When Winter Gets Nasty, It’s Time To Hunker Down, With a Book

Winter has been pretty nasty around here lately, folks. Probably it’s nasty where many of you are as well. Cold and icy, making walking treacherous. And then last night, a big dump of snow, very big, with high winds, and white-out conditions. Schools are closed. Roads are hazardous. It’s dangerous out there, and downright depressing.

So what am I doing about it? Nothing. Nothing at all. I waved the white flag days ago, and hunkered down in front of the fire. After all, I’m retired; I don’t have to battle the snow, and the bad roads, and the traffic to get to work anymore. I’m drawing on all my resources to find the silver lining in this beastly weather.

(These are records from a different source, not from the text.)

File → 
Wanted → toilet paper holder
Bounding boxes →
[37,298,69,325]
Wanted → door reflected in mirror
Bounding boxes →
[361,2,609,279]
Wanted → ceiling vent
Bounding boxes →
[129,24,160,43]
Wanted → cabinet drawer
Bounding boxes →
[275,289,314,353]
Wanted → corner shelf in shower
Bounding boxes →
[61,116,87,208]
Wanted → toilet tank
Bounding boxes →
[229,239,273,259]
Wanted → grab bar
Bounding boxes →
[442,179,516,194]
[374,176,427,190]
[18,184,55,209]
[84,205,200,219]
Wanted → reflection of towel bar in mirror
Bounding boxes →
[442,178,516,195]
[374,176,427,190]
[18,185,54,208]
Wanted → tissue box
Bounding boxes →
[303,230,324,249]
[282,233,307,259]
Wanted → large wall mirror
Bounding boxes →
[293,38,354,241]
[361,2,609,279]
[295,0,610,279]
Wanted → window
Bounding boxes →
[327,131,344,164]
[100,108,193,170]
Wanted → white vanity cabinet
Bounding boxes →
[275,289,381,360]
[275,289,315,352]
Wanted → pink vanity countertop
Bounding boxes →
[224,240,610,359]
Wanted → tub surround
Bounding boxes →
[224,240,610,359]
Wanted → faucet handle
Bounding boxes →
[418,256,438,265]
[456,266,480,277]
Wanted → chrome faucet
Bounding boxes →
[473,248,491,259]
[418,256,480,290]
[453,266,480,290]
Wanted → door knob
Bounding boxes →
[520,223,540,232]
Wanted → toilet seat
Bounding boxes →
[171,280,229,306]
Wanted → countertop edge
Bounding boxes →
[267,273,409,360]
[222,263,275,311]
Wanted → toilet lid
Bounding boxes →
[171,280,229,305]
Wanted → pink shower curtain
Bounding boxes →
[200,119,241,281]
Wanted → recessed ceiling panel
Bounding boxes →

Beautiful, yep, but very, very cold.

I’m implementing our Canadian version of hygge. What my friend Marina tells me is called “tout douillet” in French. Devant le feu, tout douillet, avec un bon livre.  All cosy in front of the fire, with a good book. Not to mention feet up, cup of tea in hand. Ahhh. That’s better.

What we’re reading while we get tout douillet.

Hubby is recovering from surgery, and he’s not able to ski. So we’ve been walking at a local indoor walking track, then grabbing a latte on the way home, where we hunker down again with our books. And today, we’re not going anywhere. We made blueberry pancakes for breakfast, and then, you guessed it, we cosied up in front of the fire with our books.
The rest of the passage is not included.